Ciudad de México.— Una coincidencia política llamó la atención este viernes 21 de agosto: mientras el gobernador de Sinaloa, Rubén Rocha Moya, anunciaba su regreso al cargo después de 112 días de licencia, la presidenta Claudia Sheinbaum informó que no encabezaría su conferencia matutina debido a un fuerte cuadro de gripe, tos y fiebre.
Sheinbaum comunicó que amaneció enferma y que sus médicos le recomendaron guardar reposo. Aclaró que “no es nada grave” y señaló que la conferencia sería coordinada por la secretaria de Gobernación, Rosa Icela Rodríguez.
La ausencia adquiere una lectura política particular por el momento en que ocurrió. Ese mismo día, Rocha Moya hizo público que retomaba sus funciones como gobernador constitucional de Sinaloa, después de permanecer separado temporalmente del cargo durante 112 días.

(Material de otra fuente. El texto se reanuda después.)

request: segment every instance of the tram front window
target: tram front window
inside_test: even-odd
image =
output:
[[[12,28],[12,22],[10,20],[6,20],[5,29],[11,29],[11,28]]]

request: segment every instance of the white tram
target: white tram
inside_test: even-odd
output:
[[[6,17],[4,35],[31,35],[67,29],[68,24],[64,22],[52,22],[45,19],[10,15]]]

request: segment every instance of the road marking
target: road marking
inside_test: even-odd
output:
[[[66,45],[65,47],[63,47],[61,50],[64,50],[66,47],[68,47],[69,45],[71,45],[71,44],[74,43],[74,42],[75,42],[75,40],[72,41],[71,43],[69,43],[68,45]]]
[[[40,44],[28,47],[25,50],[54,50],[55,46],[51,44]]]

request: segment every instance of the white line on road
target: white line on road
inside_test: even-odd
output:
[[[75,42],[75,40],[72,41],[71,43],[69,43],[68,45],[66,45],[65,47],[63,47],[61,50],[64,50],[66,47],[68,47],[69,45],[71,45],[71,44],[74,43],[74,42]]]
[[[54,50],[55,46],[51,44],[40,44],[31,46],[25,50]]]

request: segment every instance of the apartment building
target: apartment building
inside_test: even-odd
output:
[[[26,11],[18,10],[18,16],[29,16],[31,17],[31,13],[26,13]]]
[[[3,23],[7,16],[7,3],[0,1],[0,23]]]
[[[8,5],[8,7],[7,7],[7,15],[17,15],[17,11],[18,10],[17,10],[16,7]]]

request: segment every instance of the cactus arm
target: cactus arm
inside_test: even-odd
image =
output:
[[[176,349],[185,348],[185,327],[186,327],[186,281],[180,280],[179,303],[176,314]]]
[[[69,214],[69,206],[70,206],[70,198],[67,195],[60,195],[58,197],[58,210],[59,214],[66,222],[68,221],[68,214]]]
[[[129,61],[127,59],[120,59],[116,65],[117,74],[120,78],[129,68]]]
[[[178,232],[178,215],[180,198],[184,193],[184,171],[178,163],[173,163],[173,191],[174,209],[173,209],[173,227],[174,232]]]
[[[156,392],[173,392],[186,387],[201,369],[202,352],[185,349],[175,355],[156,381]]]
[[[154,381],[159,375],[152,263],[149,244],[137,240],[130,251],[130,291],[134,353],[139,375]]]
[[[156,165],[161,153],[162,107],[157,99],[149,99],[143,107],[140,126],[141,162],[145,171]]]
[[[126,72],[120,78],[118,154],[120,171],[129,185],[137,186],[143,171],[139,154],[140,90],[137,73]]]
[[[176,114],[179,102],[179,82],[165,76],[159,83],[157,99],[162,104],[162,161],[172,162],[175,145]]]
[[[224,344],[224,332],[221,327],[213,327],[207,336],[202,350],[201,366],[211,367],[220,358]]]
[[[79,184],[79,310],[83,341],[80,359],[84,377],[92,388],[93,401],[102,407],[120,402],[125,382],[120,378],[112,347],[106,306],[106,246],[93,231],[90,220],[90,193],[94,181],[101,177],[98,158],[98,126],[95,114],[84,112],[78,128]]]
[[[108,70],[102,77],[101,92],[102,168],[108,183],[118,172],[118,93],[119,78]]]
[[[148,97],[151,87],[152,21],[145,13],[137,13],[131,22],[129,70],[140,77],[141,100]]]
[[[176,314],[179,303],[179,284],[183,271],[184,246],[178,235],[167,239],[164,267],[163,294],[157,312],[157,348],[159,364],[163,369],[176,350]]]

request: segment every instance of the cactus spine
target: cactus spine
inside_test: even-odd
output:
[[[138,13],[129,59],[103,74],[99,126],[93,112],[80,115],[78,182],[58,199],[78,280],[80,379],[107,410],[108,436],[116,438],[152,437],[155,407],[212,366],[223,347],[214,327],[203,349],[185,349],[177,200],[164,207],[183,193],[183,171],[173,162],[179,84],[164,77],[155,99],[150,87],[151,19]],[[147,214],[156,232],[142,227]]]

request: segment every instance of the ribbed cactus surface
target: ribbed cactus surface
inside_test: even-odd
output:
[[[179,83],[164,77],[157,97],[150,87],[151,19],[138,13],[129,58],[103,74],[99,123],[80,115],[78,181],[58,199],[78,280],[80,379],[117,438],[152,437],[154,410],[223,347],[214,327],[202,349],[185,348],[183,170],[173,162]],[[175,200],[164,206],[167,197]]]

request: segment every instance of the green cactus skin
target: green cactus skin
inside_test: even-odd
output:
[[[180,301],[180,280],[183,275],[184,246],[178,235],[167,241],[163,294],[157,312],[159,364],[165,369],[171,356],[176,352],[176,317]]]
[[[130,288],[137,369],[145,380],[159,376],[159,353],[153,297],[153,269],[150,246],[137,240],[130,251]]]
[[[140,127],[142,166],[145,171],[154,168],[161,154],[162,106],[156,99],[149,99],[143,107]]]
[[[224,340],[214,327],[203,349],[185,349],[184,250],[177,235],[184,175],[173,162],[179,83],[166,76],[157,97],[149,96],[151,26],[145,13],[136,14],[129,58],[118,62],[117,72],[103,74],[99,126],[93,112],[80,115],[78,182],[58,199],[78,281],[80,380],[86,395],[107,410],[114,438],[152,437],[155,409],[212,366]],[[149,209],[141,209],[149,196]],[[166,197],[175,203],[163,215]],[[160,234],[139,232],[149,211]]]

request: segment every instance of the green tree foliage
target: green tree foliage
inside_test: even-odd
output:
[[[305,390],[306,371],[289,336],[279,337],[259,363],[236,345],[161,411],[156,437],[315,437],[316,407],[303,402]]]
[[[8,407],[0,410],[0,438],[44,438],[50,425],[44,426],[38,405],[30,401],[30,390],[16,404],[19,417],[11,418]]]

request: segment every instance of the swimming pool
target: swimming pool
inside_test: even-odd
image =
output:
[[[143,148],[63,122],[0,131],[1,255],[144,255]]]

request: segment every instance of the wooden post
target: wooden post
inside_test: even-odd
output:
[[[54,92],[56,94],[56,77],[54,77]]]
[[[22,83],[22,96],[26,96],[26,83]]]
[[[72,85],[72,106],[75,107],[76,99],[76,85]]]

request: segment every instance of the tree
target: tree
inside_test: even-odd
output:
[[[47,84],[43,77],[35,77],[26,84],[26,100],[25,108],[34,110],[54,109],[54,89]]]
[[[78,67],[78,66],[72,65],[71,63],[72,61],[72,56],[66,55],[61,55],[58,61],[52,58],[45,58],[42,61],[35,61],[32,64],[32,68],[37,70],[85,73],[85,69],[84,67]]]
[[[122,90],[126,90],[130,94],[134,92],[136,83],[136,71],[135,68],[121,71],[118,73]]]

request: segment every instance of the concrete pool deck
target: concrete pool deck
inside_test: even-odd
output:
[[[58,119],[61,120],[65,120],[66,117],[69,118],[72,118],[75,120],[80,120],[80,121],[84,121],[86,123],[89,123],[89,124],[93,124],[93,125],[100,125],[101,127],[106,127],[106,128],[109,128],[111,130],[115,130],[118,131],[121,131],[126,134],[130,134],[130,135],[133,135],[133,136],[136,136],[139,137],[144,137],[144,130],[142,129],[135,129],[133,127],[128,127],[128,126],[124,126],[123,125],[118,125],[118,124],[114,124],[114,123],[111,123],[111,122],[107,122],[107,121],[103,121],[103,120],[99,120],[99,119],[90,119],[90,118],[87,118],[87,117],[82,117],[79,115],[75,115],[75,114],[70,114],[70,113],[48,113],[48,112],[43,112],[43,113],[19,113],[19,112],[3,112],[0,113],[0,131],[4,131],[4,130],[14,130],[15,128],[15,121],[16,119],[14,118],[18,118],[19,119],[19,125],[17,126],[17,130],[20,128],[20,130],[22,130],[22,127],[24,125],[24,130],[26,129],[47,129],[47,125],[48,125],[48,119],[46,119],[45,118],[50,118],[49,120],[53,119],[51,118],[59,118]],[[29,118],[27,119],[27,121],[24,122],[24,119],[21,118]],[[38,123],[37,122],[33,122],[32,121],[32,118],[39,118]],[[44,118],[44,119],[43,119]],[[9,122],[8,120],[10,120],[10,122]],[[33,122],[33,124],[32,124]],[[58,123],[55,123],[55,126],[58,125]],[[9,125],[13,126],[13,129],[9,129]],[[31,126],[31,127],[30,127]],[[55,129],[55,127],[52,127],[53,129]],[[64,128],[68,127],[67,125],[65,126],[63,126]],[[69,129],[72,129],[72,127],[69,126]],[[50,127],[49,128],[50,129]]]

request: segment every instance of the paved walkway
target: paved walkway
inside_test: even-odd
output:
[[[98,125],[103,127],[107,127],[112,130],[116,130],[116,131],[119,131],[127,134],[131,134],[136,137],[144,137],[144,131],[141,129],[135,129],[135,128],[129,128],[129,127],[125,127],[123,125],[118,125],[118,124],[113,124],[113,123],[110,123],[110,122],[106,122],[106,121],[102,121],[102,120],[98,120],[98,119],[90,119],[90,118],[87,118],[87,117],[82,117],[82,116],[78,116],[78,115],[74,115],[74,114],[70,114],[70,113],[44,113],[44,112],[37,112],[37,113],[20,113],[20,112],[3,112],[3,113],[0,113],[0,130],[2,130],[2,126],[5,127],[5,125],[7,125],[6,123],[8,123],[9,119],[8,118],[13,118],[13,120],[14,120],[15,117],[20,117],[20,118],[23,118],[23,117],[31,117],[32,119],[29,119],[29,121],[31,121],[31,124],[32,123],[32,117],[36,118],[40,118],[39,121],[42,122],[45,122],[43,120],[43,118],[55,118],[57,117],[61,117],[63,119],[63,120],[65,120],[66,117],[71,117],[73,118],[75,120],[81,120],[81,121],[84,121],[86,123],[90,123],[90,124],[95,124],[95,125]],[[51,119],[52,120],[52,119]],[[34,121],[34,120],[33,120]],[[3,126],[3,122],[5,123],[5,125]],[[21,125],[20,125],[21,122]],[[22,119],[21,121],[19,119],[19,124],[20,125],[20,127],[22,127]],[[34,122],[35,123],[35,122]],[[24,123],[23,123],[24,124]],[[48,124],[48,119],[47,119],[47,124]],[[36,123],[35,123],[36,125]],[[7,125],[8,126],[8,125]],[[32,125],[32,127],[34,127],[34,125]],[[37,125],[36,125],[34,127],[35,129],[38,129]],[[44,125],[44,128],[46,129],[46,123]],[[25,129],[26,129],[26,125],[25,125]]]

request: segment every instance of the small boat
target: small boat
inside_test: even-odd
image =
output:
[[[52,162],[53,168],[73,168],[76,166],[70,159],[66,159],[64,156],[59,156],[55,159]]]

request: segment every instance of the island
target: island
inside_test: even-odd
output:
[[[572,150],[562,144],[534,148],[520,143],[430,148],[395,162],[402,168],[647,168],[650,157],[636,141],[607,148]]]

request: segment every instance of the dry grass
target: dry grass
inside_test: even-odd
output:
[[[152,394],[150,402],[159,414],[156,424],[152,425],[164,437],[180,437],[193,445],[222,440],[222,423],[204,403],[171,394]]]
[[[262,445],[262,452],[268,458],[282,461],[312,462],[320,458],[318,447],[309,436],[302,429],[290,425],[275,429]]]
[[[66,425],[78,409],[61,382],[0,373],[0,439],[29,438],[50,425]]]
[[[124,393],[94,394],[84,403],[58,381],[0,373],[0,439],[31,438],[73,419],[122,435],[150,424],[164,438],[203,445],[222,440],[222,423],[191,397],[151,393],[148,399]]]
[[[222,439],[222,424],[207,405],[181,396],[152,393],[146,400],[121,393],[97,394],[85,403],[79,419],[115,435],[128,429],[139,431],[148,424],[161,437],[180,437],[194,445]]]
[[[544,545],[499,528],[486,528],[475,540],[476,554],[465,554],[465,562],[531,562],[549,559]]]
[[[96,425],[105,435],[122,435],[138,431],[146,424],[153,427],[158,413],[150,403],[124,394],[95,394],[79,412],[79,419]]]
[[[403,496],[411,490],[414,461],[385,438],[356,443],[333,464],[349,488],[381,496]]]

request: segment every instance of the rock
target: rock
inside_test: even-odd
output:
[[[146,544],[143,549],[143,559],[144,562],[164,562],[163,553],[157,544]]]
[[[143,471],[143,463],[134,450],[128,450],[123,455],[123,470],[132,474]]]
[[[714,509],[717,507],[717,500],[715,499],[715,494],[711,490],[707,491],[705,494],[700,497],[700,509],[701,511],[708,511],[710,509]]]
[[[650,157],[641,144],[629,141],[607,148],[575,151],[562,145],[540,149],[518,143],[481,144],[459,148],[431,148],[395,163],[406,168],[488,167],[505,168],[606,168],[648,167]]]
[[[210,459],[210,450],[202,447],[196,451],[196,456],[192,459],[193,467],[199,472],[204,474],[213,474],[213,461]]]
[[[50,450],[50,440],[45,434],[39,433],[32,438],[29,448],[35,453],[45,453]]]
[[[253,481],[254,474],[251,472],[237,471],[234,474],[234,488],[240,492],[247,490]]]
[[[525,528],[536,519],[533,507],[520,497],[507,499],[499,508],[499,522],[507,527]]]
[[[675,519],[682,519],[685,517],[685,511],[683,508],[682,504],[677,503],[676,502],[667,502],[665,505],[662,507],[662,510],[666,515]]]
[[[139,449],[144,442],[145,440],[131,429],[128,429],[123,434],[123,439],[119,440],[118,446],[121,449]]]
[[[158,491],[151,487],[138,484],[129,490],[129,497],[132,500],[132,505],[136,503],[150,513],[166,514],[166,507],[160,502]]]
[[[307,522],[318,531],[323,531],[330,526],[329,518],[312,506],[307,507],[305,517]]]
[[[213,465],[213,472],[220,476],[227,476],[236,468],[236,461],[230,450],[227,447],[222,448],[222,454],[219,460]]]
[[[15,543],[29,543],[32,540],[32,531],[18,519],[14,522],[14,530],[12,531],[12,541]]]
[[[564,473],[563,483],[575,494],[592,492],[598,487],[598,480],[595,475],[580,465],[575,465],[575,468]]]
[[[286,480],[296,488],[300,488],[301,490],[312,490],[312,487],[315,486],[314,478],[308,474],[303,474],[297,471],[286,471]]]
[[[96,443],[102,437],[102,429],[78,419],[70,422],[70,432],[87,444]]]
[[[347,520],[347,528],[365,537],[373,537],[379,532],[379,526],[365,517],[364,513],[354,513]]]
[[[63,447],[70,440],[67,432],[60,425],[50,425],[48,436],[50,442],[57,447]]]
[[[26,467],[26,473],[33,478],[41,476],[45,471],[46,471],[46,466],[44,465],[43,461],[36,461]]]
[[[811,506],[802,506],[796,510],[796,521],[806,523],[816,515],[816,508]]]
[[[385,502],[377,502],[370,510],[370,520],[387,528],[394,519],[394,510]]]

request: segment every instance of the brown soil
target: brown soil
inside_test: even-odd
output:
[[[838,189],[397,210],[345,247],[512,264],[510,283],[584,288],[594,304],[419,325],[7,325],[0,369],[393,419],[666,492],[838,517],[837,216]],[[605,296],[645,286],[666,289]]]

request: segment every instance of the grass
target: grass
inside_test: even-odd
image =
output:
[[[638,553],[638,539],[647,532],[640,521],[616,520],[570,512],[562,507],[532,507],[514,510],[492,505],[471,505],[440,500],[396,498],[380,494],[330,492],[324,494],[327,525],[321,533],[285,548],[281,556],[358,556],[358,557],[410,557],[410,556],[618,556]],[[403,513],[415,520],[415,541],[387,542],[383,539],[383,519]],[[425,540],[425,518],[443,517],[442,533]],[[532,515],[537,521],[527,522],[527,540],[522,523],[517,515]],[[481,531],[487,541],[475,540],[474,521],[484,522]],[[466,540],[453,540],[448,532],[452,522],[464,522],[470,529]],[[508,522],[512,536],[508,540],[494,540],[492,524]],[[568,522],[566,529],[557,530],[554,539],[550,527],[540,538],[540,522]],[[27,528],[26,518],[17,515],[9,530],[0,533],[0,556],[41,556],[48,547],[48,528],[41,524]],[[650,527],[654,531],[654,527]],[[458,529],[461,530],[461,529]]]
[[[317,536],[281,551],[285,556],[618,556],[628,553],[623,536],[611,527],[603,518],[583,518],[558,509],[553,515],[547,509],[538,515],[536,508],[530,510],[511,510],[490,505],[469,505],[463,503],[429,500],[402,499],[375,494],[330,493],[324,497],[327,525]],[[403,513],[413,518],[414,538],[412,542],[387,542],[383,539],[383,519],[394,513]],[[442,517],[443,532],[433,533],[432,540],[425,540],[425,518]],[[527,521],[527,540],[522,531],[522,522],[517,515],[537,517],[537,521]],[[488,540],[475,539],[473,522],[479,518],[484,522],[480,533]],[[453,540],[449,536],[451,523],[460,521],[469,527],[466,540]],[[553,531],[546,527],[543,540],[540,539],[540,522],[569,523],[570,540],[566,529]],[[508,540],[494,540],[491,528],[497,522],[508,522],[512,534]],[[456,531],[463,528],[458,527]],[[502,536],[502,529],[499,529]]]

En su mensaje, el mandatario sinaloense afirmó que regresaba “con la frente limpia y en alto” y sostuvo que durante el periodo de investigación no se encontraron elementos que acreditaran responsabilidad penal en su contra.
El regreso de Rocha Moya ocurre después de los señalamientos provenientes de Estados Unidos que lo relacionaron con actividades del narcotráfico y con una facción del Cártel de Sinaloa. El gobernador ha rechazado las acusaciones y ha sostenido que se trató de señalamientos sin sustento.
Y aquí surge la pregunta que comenzó a circular en redes sociales y entre observadores políticos: ¿fue simplemente una coincidencia que la presidenta no apareciera públicamente precisamente el día en que Rocha Moya anunció su regreso?
Hasta ahora, no existe información que permita afirmar que la ausencia de Sheinbaum haya estado relacionada con el regreso del gobernador. La explicación oficial es médica y la propia presidenta aseguró que espera reincorporarse a sus actividades.
Sin embargo, el episodio deja abierta una interrogante política: ¿qué habría respondido la presidenta si hubiera encabezado personalmente la mañanera y hubiera sido cuestionada por los medios sobre el retorno de Rocha Moya a la gubernatura?
Por ahora, la Presidencia no ha vinculado públicamente ambos acontecimientos. La coincidencia, sin embargo, difícilmente pasó desapercibida en un día marcado por el regreso de uno de los gobernadores más cuestionados de Morena y por la inesperada ausencia de la presidenta en su principal espacio de comunicación pública.